I have seen the thin lens equation, which describes the following relation.
$$\frac{1}{\text{image distance}} + \frac{1}{\text{object distance}} = \frac{1}{\text{focal length}} \tag{1}$$
However, I've also seen the following relation.
$$\frac{\text{object height}}{\text{image height}} = \frac{\text{object distance}}{\text{focal length}} \tag{2}$$
I was wondering how you get to one from the other, and what exactly the difference is, in terms of what they're trying to model?
A correct formula, of which #2 might be an incorrect interpretation, would be
(object height)/(image height) = (object distance)/(focal distance)
where focal distance is the distance from the lens to the image.

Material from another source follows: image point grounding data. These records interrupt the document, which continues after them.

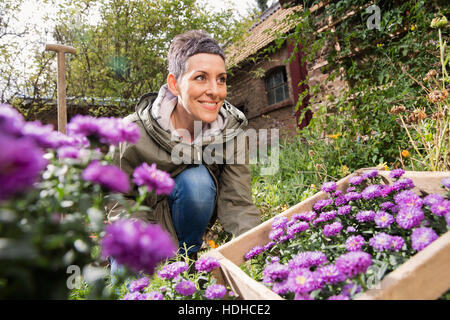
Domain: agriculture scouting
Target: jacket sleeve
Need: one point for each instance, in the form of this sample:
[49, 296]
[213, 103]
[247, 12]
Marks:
[235, 208]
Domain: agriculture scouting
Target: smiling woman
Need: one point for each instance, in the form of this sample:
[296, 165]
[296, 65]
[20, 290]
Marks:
[190, 111]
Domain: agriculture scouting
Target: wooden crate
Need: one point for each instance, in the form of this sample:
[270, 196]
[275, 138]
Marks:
[426, 275]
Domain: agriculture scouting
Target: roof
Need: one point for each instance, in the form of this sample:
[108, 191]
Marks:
[258, 38]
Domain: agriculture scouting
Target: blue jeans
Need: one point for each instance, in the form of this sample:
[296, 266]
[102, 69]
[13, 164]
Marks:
[191, 206]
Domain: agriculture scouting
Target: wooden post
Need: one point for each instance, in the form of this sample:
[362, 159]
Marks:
[61, 82]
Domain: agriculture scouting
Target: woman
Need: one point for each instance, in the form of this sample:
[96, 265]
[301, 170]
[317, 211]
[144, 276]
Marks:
[179, 127]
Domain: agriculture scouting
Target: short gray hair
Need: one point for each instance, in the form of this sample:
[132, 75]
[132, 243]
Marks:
[188, 44]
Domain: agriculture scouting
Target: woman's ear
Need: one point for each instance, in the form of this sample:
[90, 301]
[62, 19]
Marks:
[172, 84]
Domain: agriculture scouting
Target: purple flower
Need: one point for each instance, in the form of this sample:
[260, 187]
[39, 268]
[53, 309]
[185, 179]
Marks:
[383, 219]
[446, 182]
[332, 229]
[185, 288]
[154, 179]
[105, 130]
[11, 121]
[422, 237]
[353, 263]
[441, 208]
[354, 243]
[365, 216]
[279, 222]
[215, 291]
[431, 199]
[206, 264]
[381, 241]
[356, 180]
[139, 284]
[303, 281]
[403, 184]
[352, 196]
[409, 217]
[20, 165]
[307, 259]
[306, 216]
[108, 176]
[330, 274]
[344, 210]
[275, 272]
[372, 191]
[329, 186]
[172, 270]
[396, 173]
[338, 297]
[253, 252]
[154, 295]
[297, 227]
[397, 243]
[319, 205]
[138, 245]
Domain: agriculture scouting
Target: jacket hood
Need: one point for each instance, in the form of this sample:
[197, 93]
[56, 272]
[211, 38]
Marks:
[231, 121]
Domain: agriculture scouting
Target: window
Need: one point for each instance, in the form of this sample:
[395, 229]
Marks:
[276, 87]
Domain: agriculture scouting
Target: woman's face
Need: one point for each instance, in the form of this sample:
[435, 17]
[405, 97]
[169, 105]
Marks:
[202, 89]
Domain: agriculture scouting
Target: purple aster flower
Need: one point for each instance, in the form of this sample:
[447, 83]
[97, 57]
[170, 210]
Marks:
[403, 184]
[11, 121]
[396, 173]
[355, 181]
[329, 187]
[172, 270]
[339, 201]
[279, 222]
[330, 274]
[441, 208]
[354, 243]
[352, 196]
[446, 182]
[275, 272]
[306, 216]
[307, 259]
[350, 289]
[409, 217]
[381, 241]
[139, 284]
[353, 263]
[319, 205]
[422, 237]
[253, 252]
[372, 192]
[297, 227]
[185, 288]
[386, 205]
[108, 176]
[154, 295]
[138, 245]
[206, 264]
[276, 234]
[431, 199]
[338, 297]
[20, 165]
[344, 210]
[371, 174]
[302, 280]
[365, 216]
[154, 179]
[383, 219]
[215, 291]
[397, 243]
[333, 229]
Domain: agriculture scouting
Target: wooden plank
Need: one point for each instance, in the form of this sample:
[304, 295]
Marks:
[426, 275]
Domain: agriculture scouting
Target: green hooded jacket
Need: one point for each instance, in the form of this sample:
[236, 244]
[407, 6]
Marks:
[224, 154]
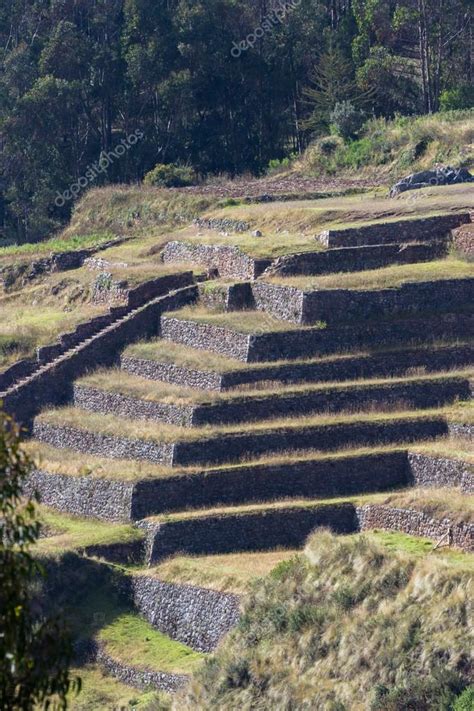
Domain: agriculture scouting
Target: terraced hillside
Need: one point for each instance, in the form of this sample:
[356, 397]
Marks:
[215, 424]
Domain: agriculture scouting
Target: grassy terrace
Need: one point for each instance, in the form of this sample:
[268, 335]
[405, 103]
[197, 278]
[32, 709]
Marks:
[71, 463]
[450, 448]
[116, 381]
[459, 507]
[228, 573]
[385, 278]
[52, 304]
[163, 351]
[247, 322]
[63, 533]
[162, 433]
[100, 691]
[28, 252]
[133, 641]
[234, 572]
[291, 226]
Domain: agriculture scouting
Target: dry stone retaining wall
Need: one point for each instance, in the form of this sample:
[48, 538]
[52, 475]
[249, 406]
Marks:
[53, 384]
[421, 394]
[351, 259]
[286, 528]
[336, 305]
[206, 337]
[417, 230]
[140, 679]
[103, 445]
[194, 616]
[416, 523]
[229, 261]
[83, 496]
[103, 401]
[441, 471]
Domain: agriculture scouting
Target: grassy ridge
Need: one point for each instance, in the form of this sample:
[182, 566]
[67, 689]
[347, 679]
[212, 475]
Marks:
[348, 626]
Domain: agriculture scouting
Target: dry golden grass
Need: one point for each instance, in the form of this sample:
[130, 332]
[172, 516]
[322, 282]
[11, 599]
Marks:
[163, 351]
[386, 278]
[227, 573]
[246, 322]
[455, 448]
[439, 503]
[117, 381]
[337, 624]
[291, 226]
[163, 433]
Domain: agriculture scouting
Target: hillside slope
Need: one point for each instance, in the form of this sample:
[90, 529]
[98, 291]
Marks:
[346, 626]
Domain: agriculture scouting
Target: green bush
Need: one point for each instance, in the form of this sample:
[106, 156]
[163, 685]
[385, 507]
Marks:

What's different between Formula 1 and the correct Formula 2 is that Formula 1 calculates the image position from the object position, given the focal length of the lens; while correct Formula 2 calculates the magnification, given the object and image positions. The two (#1 and correct #2) can be combined in various ways to yield, e.g., the necessary focal length and lens position to obtain a given magnification with object and image at given positions.
You don't. They are derived independently, from the geometry of the ray tracing figure. The first one is a relationship between the positions of the image and object. The second one allows to calculate the magnification of the lens. You can use the first one to replace one of the distances in the second formula so you can get the magnification as a function of the position of the object (for example), for a given focal length.